Crust Ingredients: 2 cups flour, pinch of salt, 1/2 cup of butter, 1/4 cup of powdered sugar, 1 egg, 1 tsp of baking powder
Crust Instructions:
- Preheat the ovento 375 F
- Sift the flour, baking powder and salt into a large bowl or food processor.
- Cut the butter into small cubes and rub into the flour either with your hands or using your food processor, until it resembles fine breadcrumbs.
- Whisk the powdered sugar, eggs together and add to the mixture to make a firm dough.
- On a lightly floured bench or board knead the mixture until it forms a smooth ball.
- Handle as little as possible to prevent the pastry from becoming hard when baked.

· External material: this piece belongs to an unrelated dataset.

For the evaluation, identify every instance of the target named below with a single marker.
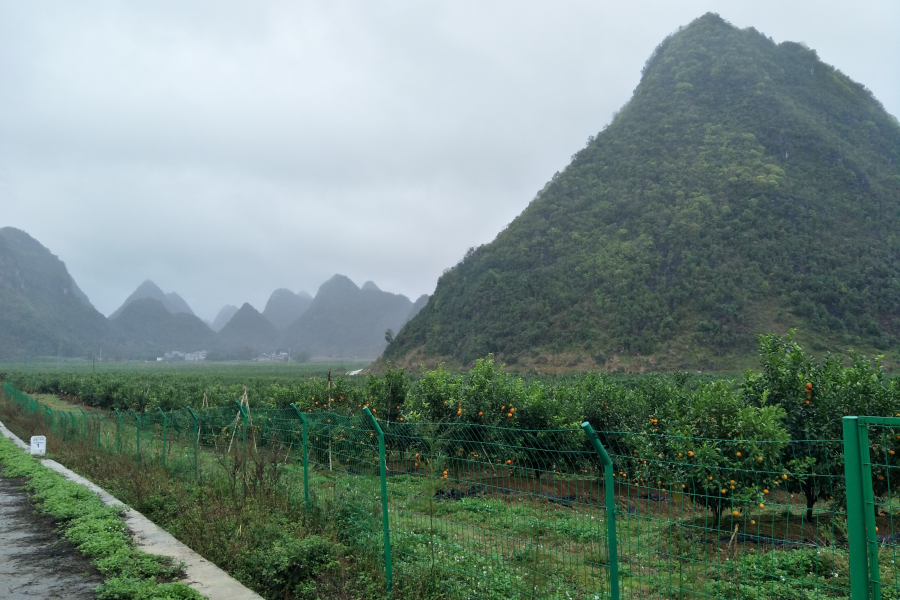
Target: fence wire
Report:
(492, 512)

- Cover with plastic wrap and refrigerate for 20 minutes.
- On a lightly floured board or bench carefully roll out half of the pastry until it’s approximately 5 mm thickness.
- Line a 23cm pie dish and prick the surface with a fork, line the inside of the pie shell and fill with baking beans or rice.
- Bake for 10 to 15 minutes until the crust is golden and cooked through.
- Remove the baking beans and set aside.
Lemon Filling Ingredients: 1 cup sugar, zest from 2 lemons, 3 egg yolks, 1/2 cup freshly squeezed lemon, 4 tbsp of butter, tbsp of cornstarch, 1.5 cup of water
Filling Instructions:
- Place the sugar, cornflour, cold water and finely grated zest in a medium-sized saucepan.
- Over a gentle flame heat the curd, stirring continuously until it begins to thicken.
- Add the beaten eggs and butter and continue to heat and stir through until very thick.
- Remove from the heat and add the lemon juice, adding more to taste as desired.
- Pour the lemon curd into the cooked pastry shell and top with the following meringue.
Merengue Ingredients: tsp cream of tartar, 3 egg whites, 1/2 cup powdered sugar, 1/2 tsp of vanilla extract
Merengue Instructions:
- In a very clean and large bowl or the bowl of a stand mixer place the 3 egg whites and cream of tartar.
- Whisk until soft peaks form and then gradually add in the sugar a little at a time until the meringue is thick, smooth and glossy and all of the sugar has dissolved.
- Spoon or pipe the meringue over the lemon curd filled pie shell and bake for a further 8 to 10 minutes until the meringue is golden.